Building realtime web applications that live update when other people make changes
Submitted by Benjamin Arthur Lupton (@balupton) on Friday, 8 August 2014
Usually this is a pretty messy accomplishment, or just has old-generation tech stuck together with newer tech, or people using buzz word projects rather than what actually makes sense. This talk will cover why this select stack works so well for this, keeps complexity down low, keeps the codebase beautiful, and how others were tried for this and didn’t make sense.
- Understand the complexities of building realtime applications, and how they can be avoided
- Understand the complexities of building node.js applications, and how they can be avoided
- Understand the complexities of building frontend applications, and how they can be best addressed
- Learn best practices for building realtime web applications, why they are important, and what you can use for them
Over the past 8 weeks I was contracted to build and innovative app, and began re-evaluating the best tech and practices that is out there, and become a student again to try a bunch of things. Over this time I evaulated pretty much everything there is, and came up with the following stack, which will include comparisons with other projects for each part.
- Node.js on the backend
- Express as the server framework
- Feathers for realtime api exposure
- Primus for realtime connection
- Redis (and Mongo) for the database
- Polymer for the UI layer + two way template bindings
- DocPad for frontend generation
It works really well. We’re seeking permission to demo the app we built, however if this talk gets accepted we’ll also begin work on an open-source project that uses the same tech with a lot of documentation for you all to try and work with.

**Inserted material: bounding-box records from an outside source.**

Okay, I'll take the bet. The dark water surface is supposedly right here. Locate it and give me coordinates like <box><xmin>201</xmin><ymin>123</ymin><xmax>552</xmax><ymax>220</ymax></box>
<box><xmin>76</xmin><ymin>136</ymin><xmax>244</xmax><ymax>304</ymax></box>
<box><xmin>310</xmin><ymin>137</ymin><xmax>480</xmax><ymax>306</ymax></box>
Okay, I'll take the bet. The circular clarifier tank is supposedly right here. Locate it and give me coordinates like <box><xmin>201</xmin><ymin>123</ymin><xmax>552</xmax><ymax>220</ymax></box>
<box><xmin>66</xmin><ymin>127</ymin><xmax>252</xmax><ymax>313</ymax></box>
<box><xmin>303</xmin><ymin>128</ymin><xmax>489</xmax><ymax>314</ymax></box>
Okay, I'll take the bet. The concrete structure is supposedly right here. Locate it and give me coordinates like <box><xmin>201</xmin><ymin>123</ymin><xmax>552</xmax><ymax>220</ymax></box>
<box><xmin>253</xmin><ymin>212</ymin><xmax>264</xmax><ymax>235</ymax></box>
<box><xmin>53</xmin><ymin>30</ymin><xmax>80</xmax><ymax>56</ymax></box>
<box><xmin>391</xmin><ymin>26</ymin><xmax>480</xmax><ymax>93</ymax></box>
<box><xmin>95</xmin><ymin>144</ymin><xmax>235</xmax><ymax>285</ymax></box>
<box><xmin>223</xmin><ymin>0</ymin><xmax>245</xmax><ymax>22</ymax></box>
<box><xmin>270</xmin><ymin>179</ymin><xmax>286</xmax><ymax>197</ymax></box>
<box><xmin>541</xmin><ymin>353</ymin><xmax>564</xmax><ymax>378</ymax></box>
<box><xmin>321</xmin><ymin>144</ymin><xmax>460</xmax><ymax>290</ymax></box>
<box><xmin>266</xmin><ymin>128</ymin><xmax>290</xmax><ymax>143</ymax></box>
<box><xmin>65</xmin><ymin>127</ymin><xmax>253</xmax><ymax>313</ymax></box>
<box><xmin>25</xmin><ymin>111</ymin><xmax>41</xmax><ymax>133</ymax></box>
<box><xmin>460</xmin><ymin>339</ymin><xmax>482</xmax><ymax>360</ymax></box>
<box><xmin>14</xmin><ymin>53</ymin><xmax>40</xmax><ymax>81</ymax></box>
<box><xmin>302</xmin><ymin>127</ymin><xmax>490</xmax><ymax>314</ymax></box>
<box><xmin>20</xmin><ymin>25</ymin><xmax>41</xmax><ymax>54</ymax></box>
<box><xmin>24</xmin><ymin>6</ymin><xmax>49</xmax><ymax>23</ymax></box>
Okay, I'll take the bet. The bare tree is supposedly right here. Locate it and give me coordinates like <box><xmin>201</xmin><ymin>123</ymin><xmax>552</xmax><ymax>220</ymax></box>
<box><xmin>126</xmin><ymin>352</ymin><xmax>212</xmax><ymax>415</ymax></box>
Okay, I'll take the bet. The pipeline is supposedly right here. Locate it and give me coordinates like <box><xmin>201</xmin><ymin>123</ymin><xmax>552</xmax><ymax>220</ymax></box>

Benjamin’s calling in life to empower everyone to do what they love, share it with the entire world, and live well. His work is used by pretty much everyone (Microsoft, Adobe, GitHub, etc), and is one of the most active github users in the world. The past year he’s been working with Polymer (Web Components) and WebRTC to build some interesting things, and before that he worked on DocPad (the most popular node.js static site generator) for 3 years and built History.js (cross-browser support for stateful web applications) which has gone on to be very popular. These days he’s still with open-source and looking into trainings.